Young Researchers' Sessions

Day 3, May 17(Wed.) 09:45-10:00 Room C (Room 1009)

Advancement of Water Droplet-in Oil Digestion Method for High-Throughput Single-Cell Proteomics

(Kumamoto Univ.)
oMaki Yamahiro, Takeshi Masuda, Shingo Ito, Sumio Ohtsuki

Protein expression varies between cells, and observing this heterogeneity helps to understand biological phenomena. We have developed a water droplet-in-oil digestion (WinO) method for single-cell proteomics. The WinO method reduces adsorption losses of proteins and peptides during sample preparation and allows parallel sample preparation in 96-well plates.
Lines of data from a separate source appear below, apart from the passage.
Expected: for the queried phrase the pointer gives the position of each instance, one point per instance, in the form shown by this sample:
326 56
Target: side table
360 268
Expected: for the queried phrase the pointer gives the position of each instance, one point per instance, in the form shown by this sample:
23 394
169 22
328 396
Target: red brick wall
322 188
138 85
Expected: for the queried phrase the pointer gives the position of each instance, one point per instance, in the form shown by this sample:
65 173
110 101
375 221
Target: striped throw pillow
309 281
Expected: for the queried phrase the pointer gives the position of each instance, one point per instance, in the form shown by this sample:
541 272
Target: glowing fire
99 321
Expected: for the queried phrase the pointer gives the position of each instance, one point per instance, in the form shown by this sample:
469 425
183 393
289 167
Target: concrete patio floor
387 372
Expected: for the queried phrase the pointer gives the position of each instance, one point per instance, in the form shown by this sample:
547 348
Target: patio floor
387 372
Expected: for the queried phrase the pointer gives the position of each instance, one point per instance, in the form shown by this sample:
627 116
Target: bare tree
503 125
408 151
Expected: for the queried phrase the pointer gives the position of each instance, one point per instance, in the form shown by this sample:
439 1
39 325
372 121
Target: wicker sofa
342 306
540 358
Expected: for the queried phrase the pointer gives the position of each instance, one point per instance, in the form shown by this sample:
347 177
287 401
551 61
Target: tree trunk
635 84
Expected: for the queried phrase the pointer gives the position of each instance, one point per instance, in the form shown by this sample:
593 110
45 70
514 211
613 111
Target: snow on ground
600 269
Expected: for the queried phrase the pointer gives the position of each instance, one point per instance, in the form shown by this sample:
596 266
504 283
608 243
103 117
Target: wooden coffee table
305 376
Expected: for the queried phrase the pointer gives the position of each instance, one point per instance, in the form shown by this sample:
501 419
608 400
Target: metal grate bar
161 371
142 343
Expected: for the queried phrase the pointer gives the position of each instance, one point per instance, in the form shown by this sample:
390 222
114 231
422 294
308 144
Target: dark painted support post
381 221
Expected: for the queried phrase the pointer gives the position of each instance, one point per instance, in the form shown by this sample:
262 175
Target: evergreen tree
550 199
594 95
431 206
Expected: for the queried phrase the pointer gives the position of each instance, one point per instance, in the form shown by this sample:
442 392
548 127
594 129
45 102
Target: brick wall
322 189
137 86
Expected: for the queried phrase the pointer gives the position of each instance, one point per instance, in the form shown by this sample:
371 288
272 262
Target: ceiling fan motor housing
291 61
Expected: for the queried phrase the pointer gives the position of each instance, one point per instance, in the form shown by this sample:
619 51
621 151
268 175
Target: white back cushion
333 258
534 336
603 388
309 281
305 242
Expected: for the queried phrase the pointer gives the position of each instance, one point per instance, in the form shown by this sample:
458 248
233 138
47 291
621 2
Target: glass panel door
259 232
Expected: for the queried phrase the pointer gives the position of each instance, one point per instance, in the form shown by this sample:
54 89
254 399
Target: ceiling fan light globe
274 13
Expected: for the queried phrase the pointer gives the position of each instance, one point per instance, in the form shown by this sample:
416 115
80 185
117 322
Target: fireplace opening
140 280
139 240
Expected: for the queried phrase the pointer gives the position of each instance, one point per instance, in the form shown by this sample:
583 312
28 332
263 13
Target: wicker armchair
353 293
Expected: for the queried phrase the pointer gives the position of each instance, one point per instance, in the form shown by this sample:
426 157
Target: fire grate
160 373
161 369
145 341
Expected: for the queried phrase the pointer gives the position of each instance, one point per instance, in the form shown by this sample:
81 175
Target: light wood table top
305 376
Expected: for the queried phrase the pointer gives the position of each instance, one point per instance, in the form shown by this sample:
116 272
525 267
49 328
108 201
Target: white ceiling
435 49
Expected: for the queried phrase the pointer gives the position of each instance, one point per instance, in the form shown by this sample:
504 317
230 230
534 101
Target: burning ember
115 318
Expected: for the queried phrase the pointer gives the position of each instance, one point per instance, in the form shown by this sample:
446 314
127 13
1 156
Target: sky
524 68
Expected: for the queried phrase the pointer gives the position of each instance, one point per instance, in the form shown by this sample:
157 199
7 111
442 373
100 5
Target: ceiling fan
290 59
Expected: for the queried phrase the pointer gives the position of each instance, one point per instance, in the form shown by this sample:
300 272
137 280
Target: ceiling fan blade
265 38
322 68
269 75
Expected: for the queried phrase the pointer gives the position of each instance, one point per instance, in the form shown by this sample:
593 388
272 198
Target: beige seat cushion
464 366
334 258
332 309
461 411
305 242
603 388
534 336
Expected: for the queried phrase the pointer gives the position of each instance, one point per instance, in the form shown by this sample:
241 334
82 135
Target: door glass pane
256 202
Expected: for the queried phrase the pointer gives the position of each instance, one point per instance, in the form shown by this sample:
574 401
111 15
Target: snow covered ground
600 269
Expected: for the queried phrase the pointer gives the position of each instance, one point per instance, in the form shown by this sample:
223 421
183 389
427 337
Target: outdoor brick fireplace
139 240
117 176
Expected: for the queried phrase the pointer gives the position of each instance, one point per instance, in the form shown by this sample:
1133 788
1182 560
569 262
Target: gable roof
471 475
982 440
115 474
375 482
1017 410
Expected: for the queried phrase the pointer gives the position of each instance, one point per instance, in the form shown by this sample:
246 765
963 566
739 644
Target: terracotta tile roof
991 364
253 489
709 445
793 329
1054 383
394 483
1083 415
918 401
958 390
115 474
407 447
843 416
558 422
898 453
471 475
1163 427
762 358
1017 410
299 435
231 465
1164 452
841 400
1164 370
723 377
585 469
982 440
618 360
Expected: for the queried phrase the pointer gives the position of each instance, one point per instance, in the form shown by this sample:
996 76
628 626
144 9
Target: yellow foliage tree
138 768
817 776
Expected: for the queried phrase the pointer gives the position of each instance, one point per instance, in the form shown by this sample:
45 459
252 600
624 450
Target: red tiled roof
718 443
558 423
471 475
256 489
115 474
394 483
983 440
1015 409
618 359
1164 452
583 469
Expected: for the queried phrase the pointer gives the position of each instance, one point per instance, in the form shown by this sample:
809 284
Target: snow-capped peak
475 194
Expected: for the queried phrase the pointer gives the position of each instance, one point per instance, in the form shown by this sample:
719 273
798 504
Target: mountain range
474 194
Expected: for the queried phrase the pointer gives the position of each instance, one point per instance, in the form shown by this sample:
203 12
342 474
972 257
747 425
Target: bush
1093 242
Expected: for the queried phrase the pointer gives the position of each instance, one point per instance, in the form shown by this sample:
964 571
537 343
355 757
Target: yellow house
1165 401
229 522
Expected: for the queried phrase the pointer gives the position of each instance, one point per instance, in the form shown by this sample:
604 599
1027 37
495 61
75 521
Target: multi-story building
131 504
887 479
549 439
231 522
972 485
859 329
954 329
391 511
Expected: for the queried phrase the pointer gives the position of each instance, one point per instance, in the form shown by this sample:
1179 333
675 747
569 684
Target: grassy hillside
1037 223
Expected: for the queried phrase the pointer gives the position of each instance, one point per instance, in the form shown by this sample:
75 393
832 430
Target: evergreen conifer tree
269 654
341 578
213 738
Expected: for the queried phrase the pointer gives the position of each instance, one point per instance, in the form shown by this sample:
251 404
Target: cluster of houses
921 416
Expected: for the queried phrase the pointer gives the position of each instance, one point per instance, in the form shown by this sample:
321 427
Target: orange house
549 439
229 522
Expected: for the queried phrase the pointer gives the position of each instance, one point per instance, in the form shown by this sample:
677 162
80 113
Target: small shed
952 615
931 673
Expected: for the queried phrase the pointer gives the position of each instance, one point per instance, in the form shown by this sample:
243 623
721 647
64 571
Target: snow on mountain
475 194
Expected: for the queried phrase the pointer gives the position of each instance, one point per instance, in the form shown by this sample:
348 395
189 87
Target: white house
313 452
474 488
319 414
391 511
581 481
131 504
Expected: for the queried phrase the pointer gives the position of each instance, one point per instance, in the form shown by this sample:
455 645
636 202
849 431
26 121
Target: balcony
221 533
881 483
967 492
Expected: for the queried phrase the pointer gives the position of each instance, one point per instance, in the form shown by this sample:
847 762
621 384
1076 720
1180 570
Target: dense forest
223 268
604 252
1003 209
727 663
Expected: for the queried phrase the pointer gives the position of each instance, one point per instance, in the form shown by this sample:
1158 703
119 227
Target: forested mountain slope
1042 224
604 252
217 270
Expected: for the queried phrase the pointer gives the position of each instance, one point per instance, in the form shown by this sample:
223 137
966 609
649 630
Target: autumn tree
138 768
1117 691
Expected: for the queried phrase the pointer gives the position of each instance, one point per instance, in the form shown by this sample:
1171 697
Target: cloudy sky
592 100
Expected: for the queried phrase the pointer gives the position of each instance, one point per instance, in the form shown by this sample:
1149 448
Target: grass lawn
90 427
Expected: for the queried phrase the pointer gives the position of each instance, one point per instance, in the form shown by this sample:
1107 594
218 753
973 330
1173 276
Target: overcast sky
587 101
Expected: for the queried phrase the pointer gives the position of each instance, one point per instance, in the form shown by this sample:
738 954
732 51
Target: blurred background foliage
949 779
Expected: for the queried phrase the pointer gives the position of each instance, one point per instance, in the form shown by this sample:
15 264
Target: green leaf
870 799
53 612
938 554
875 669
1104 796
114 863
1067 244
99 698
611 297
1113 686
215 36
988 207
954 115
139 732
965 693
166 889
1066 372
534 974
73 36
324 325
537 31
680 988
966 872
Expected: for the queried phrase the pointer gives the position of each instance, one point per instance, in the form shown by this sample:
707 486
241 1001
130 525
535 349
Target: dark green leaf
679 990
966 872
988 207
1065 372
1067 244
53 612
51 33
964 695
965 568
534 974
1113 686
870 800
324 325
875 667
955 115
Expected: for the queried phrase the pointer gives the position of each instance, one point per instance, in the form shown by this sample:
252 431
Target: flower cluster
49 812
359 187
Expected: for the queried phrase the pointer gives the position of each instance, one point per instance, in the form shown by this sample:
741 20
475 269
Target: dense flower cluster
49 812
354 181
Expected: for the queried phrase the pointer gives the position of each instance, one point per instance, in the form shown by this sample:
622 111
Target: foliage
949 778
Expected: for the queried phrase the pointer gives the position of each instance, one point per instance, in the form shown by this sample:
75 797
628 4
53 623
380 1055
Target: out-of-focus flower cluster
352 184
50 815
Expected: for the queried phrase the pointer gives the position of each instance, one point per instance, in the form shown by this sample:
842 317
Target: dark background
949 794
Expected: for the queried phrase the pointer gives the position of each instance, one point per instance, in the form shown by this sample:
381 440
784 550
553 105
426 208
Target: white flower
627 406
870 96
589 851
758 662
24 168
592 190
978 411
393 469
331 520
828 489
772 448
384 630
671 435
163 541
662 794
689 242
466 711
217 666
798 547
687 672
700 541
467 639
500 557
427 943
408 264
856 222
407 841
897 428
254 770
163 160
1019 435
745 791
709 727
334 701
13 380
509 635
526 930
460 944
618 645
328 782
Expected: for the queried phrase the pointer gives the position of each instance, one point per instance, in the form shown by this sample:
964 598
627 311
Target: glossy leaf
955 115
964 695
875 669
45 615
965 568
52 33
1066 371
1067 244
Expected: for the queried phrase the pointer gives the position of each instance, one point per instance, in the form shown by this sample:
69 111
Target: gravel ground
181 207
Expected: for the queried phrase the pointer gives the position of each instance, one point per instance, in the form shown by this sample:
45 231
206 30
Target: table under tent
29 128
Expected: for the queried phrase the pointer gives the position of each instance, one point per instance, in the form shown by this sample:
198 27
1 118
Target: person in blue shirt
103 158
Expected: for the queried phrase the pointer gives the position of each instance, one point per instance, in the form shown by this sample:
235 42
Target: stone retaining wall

However, the original WinO method requires a liquid-liquid extraction during the peptide desalting step and a manual sample combining after tandem mass tag labeling, which are major obstacles to automating sample preparation. The purpose of this present study was to improve the throughput of the WinO method. For eliminating the liquid-liquid extraction step, we used a polystyrene-divinylbenzene reversed-phase sulfonated disk to peptide desalting instead of a polystyrene-divinylbenzene reversed-phase disk (Fig.1). With this approach, peptides were successfully purified, and the number of quantified peptides was increased 1.45-fold compared to the original method. In addition, we used a liquid handling robot for sample combining. Compared to the manual combining, this approach reduced the sample preparation time to one-seventh and the peptide recovery rate was 1.04-fold. This modified WinO method enables automation of the sample preparation process and is expected to be applied to a large-scale single-cell proteomics.